Improved Sublinear-time Moment Estimation using Weighted Sampling
Anup Bhattacharya, Pinki Pradhan
TL;DR
This work studies the t-th moment estimation problem $S_t=\sum_{a\in A} w(a)^t$ under proportional sampling, aiming for accurate estimates with few queries. It develops sublinear algorithms for $t>1$, matching known upper bounds and establishing tight lower bounds; for $t>1/2$ a sublinear algorithm is achieved while no sublinear algorithm exists for $t\le 1/2$. A key contribution is the moment-density parameter $\rho$, which yields refined upper and lower bounds on sample complexity and captures beyond-worst-case behavior. The paper also analyzes hybrid sampling and proves it provides no worst-case advantage, and it introduces a systematic technique combining an estimate of $W=\sum w(a)$ with a biased estimator for $S_t$ stabilized by concentration tools. Overall, the results give a near-complete picture of the sample complexity landscape for moment estimation with proportional sampling, including $Θ(n^{1-1/t}\ln(1/\delta)/\epsilon^2)$ optimality for $t\ge 2$ and a first sublinear algorithm for $1/2<t<1$.
Abstract
In this work we study the {\it moment estimation} problem using weighted sampling. Given sample access to a set $A$ with $n$ weighted elements, and a parameter $t>0$, we estimate the $t$-th moment of $A$ given as $S_t=\sum_{a\in A} w(a)^t$. For t=1, this is the sum estimation problem. The moment estimation problem along with a number of its variants have been extensively studied in streaming, sublinear and distributed communication models. Despite being well studied, we don't yet have a complete understanding of the sample complexity of the moment estimation problem in the sublinear model and in this work, we make progress on this front.
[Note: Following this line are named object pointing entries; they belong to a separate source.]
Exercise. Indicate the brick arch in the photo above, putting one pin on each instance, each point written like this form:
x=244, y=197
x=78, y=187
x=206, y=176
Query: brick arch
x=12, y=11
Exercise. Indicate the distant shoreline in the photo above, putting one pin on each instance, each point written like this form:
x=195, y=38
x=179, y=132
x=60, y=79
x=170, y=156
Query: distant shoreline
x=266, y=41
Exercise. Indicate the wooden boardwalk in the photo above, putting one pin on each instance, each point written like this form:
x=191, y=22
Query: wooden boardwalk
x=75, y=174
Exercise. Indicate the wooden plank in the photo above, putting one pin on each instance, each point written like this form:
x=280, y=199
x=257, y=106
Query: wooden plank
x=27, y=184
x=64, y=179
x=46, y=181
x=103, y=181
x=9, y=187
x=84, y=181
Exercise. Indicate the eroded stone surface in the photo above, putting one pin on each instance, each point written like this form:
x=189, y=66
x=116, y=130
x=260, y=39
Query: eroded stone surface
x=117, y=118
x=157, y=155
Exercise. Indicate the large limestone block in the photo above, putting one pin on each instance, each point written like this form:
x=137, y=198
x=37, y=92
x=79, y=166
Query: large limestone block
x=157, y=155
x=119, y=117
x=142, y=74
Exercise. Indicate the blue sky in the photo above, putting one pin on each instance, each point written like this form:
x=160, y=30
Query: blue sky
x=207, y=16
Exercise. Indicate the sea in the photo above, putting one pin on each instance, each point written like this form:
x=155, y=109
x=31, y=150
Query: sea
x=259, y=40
On the algorithmic side, our upper bounds match the known upper bounds for the problem for $t>1$. To the best of our knowledge, no sublinear algorithms were known for this problem for $0<t<1$. We design a sublinear algorithm for this problem for $t>1/2$ and show that no sublinear algorithms exist for $t\leq 1/2$. We prove a $Ω(\frac{n^{1-1/t}\ln 1/δ}{ε^2})$ lower bound for moment estimation for $t>1$, and show optimal sample complexity bound $Θ(\frac{n^{1-1/t}\ln 1/δ}{ε^2})$ for moment estimation for $t\geq 2$. Hence, we obtain a complete understanding of the sample complexity for moment estimation using proportional sampling for $t\geq 2$. We also study the moment estimation problem in the beyond worst-case analysis paradigm and identify a new {\it moment-density} parameter of the input that characterizes the sample complexity of the problem using proportional sampling and derive tight sample complexity bounds with respect to that parameter. We also study the moment estimation problem in the hybrid sampling framework in which one is given additional access to a uniform sampling oracle and show that hybrid sampling framework does not provide any additional gain over the proportional sampling oracle in the worst case.